Re: The snaptrim queue of PGs has not decreased for several days.

Giovanna Ratini <giovanna.ratini@xxxxxxxxxxxxxxx> · Mon, 19 Aug 2024 09:41:44 +0200

Hello Eugen,

*root@kube-master02:~# k ceph -s*

Info: running 'ceph' command with args: [-s]
  cluster:
    id:     3a35629a-6129-4daf-9db6-36e0eda637c7
    health: HEALTH_WARN
            32 pgs not deep-scrubbed in time
            32 pgs not scrubbed in time

  services:
    mon: 3 daemons, quorum bx,bz,ca (age 13h)
    mgr: a(active, since 13h), standbys: b
    mds: 1/1 daemons up, 1 hot standby
    osd: 6 osds: 6 up (since 5h), 6 in (since 5d)

  data:
    volumes: 1/1 healthy
    pools:   4 pools, 97 pgs
    objects: 4.20M objects, 2.5 TiB
    usage:   7.7 TiB used, 76 TiB / 84 TiB avail
    pgs:     65 active+clean
             20 active+clean+snaptrim_wait
             12 active+clean+snaptrim

  io:
    client:   3.5 MiB/s rd, 3.6 MiB/s wr, 6 op/s rd, 12 op/s wr

If I understand the documentation correctly, I will never have a scrub 
unless the PGs (Placement Groups) are active and clean.

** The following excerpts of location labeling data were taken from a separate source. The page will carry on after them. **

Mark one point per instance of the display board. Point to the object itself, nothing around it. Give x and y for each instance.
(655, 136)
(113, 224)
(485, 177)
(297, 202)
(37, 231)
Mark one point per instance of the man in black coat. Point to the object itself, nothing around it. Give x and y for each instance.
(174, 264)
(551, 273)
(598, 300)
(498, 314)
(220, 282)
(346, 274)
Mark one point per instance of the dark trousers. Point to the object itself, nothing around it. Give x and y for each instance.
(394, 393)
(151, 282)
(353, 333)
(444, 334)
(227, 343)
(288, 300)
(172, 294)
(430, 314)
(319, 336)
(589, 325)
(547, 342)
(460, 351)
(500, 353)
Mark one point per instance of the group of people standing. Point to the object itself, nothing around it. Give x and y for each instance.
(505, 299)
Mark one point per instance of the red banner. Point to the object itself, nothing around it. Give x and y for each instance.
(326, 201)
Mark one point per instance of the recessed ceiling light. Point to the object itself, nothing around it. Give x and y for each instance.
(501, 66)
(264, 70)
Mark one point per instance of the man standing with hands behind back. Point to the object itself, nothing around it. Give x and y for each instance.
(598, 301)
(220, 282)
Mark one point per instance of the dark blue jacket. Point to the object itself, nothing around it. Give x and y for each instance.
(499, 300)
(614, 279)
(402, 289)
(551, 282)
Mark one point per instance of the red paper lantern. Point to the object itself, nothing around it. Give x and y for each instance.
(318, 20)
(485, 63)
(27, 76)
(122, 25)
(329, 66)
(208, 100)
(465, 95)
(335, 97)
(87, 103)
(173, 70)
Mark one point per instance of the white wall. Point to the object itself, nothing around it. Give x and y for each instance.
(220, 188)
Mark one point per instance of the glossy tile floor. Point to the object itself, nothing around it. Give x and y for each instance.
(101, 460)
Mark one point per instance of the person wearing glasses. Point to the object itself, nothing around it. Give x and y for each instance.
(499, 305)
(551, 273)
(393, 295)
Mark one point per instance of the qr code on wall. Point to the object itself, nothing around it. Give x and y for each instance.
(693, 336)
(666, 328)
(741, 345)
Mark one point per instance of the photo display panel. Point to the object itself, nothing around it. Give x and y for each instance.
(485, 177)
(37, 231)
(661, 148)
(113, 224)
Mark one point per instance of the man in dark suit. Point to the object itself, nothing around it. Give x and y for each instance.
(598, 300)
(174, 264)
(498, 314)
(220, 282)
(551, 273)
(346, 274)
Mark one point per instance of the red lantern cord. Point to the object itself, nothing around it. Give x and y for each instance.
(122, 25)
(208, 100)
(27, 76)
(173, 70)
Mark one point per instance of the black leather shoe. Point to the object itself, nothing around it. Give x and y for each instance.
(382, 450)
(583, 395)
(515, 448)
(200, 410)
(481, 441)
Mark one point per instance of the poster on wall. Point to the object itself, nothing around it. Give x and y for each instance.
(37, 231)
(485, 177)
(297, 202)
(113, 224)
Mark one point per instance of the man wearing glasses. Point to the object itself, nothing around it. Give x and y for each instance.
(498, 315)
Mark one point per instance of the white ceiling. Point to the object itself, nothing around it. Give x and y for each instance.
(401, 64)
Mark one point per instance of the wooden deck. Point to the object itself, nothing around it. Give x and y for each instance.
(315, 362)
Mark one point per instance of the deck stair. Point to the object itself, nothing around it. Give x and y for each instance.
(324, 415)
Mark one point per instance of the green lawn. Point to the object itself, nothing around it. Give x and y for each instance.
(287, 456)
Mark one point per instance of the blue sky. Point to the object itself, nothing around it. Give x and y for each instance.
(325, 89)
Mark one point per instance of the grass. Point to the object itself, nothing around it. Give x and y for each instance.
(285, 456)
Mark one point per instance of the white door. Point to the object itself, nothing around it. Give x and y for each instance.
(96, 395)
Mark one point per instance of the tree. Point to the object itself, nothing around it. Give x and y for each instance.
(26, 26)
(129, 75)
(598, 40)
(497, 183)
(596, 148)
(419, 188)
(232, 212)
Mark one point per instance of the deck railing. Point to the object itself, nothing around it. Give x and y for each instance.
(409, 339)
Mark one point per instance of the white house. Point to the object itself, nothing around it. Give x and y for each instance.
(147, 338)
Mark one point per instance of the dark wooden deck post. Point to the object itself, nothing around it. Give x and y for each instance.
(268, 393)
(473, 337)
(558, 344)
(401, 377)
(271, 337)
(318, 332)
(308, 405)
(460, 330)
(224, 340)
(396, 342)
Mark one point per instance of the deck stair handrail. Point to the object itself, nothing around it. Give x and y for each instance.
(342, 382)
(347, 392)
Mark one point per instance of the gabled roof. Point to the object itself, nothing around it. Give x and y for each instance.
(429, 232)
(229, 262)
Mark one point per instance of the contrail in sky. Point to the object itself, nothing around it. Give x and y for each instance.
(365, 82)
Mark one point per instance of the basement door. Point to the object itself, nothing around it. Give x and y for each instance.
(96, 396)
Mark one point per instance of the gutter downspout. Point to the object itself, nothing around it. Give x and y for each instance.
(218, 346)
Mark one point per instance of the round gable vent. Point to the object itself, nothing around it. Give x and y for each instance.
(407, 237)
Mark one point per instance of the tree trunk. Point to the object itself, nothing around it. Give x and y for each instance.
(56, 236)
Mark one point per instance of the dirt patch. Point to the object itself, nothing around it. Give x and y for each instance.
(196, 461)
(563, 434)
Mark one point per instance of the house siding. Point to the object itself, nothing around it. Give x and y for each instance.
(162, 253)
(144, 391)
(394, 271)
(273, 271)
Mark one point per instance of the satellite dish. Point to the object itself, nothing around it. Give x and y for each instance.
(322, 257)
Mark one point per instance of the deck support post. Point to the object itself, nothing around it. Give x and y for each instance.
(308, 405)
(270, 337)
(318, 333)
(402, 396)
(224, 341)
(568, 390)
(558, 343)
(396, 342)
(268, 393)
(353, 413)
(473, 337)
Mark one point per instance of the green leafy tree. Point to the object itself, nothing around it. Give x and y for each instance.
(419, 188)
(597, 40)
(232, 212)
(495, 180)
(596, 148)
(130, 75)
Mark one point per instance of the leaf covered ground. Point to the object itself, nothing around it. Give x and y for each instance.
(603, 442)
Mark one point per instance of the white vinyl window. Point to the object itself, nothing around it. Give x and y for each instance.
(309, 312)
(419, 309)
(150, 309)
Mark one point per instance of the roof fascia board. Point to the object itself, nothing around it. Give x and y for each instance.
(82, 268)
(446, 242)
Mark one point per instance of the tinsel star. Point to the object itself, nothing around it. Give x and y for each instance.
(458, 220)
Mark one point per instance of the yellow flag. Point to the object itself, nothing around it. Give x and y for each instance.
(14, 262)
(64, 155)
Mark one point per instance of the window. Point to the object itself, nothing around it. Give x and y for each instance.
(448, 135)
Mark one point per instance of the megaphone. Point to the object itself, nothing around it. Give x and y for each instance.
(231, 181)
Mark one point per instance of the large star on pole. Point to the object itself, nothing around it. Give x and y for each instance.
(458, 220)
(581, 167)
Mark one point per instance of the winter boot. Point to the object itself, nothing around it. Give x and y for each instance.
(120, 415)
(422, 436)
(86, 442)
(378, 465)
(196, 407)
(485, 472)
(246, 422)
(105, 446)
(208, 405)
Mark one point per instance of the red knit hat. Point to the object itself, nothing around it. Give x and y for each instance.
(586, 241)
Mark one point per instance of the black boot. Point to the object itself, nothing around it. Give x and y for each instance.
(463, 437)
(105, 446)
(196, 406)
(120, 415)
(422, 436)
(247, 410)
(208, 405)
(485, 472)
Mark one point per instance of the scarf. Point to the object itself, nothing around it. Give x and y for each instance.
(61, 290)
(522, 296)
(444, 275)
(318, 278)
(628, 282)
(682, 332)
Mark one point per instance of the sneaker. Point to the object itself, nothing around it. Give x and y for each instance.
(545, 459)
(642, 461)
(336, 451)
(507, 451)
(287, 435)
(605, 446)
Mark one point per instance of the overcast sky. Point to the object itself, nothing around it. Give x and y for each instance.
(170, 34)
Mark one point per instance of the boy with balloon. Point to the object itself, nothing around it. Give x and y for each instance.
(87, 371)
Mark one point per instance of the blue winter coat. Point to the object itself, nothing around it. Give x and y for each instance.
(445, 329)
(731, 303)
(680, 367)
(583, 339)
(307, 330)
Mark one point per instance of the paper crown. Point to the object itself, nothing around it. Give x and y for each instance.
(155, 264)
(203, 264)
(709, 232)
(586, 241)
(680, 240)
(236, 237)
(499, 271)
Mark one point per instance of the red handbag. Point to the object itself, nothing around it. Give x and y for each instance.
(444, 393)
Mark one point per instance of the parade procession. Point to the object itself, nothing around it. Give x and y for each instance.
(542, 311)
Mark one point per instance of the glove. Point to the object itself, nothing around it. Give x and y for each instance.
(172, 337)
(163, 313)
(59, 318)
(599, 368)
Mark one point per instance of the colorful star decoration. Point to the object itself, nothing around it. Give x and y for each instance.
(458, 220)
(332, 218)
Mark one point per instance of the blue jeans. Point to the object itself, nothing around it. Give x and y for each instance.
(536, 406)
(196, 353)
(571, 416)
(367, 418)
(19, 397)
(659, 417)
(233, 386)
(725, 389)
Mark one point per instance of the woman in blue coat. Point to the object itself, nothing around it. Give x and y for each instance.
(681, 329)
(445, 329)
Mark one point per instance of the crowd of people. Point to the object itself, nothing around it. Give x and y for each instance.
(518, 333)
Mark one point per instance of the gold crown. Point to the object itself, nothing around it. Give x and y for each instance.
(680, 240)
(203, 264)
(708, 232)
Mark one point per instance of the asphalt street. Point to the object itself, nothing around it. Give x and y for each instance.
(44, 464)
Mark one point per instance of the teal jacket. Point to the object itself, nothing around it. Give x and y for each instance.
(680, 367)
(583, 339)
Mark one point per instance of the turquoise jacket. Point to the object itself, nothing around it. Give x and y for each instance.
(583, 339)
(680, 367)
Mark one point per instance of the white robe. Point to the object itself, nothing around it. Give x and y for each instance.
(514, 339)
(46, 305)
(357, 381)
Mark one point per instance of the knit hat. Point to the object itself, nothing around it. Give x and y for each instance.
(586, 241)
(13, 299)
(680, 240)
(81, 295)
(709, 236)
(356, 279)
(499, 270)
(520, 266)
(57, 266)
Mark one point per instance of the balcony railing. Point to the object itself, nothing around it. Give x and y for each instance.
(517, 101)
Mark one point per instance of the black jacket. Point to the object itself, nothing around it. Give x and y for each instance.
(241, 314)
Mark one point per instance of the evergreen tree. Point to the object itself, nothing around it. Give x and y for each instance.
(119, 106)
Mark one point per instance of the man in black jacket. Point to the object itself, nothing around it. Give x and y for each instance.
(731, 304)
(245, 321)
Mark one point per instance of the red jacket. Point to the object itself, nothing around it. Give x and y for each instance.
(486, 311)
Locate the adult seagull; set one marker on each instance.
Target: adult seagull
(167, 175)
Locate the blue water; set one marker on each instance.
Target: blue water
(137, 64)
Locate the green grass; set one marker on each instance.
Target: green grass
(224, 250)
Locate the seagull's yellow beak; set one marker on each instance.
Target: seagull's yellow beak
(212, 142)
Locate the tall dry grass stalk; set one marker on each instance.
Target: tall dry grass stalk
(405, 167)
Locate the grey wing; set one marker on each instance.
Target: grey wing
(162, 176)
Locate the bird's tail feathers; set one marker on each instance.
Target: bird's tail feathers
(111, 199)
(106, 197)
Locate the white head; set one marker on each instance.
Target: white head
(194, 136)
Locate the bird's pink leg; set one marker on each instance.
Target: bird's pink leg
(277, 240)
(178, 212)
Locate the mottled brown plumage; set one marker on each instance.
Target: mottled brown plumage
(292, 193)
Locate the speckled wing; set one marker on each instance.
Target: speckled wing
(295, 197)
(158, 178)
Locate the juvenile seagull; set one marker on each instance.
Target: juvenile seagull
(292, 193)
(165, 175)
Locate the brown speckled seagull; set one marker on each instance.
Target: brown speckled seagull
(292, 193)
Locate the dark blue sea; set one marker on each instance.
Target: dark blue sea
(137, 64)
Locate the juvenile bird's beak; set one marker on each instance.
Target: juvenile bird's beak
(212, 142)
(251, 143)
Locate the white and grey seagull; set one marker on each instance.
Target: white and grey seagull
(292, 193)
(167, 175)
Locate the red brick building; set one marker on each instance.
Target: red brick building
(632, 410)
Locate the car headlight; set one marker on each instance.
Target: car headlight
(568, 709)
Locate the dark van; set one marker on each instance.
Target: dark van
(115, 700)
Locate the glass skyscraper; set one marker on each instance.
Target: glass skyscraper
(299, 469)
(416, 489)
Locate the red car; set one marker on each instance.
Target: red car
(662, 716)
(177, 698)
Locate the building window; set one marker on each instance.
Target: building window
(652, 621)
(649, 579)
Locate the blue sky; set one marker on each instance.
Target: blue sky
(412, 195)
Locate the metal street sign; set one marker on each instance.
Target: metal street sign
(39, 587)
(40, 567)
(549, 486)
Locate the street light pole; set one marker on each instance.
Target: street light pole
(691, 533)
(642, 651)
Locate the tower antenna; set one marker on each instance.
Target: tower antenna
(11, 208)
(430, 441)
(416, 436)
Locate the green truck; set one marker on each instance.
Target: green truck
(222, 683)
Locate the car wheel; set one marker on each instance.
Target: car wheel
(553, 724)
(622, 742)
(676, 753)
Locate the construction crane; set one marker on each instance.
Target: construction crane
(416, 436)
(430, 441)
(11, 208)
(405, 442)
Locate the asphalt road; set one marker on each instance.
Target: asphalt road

All 32 PGs of the CephFS pool have been in this status for several days:

 * 20 active+clean+snaptrim_wait
 * 12 active+clean+snaptrim"

Today, I restarted the MON, MGR, and MDS, but no changes in the growing.

Am 18.08.2024 um 18:39 schrieb Eugen Block:
Can you share the current ceph status? Are the OSDs reporting anything 
suspicious? How is the disk utilization?

Zitat von Giovanna Ratini <giovanna.ratini@xxxxxxxxxxxxxxx>:

More information:

The snaptrim take a lot of time but the he objects_trimmed are "0"

 "objects_trimmed": 0,
"snaptrim_duration": 500.58076017500002,

It could explain, why the queue are growing up..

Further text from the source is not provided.